Defining Domestic

The New York Law Journal has a column (Aug. 17 edition – subscrip. req’d) on the application of the Morrison decision. In Morrison, the Supreme Court held that Section 10(b) liability for securities fraud is limited to “transactions in securities listed on our domestic exchanges, and domestic transactions in other securities.” What constitutes a “domestic transaction,” however, was not clarified.

As a result, the authors note, lower courts have adopted at least three different approaches for determining whether a non-exchange transaction is “domestic.” Some courts have looked at whether the “critical steps of the transaction,” including the offer and acceptance, occurred in the United States. Other courts limit potential liability to transactions in which the parties agreed to be bound to each other in the United States. The strictest approach is to insist that the actual transfer of the securities must have taken place in the United States. The authors argue that all of these approaches are broader than what the Supreme Court intended.

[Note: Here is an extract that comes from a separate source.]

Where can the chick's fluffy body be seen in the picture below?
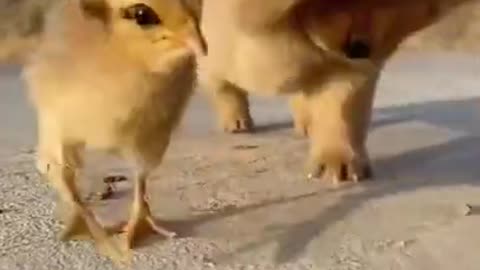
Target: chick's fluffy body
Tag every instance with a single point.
(91, 86)
(108, 80)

Quote of note: “When any of these approaches is applied to Morrison, it becomes clear that the lower courts’ applications of Morrison are inconsistent with the Supreme Court’s ruling and do not end extraterritorial application of the 34 Act. If [the Morrison corporate defendant] had hypothetically transferred its stocks to the investors in New York, for example, the 34 Act arguably would have applied under all three approaches. Ironically, under the prior conduct and effects tests, the same hypothetical would likely not have triggered the application of the 34 Act.”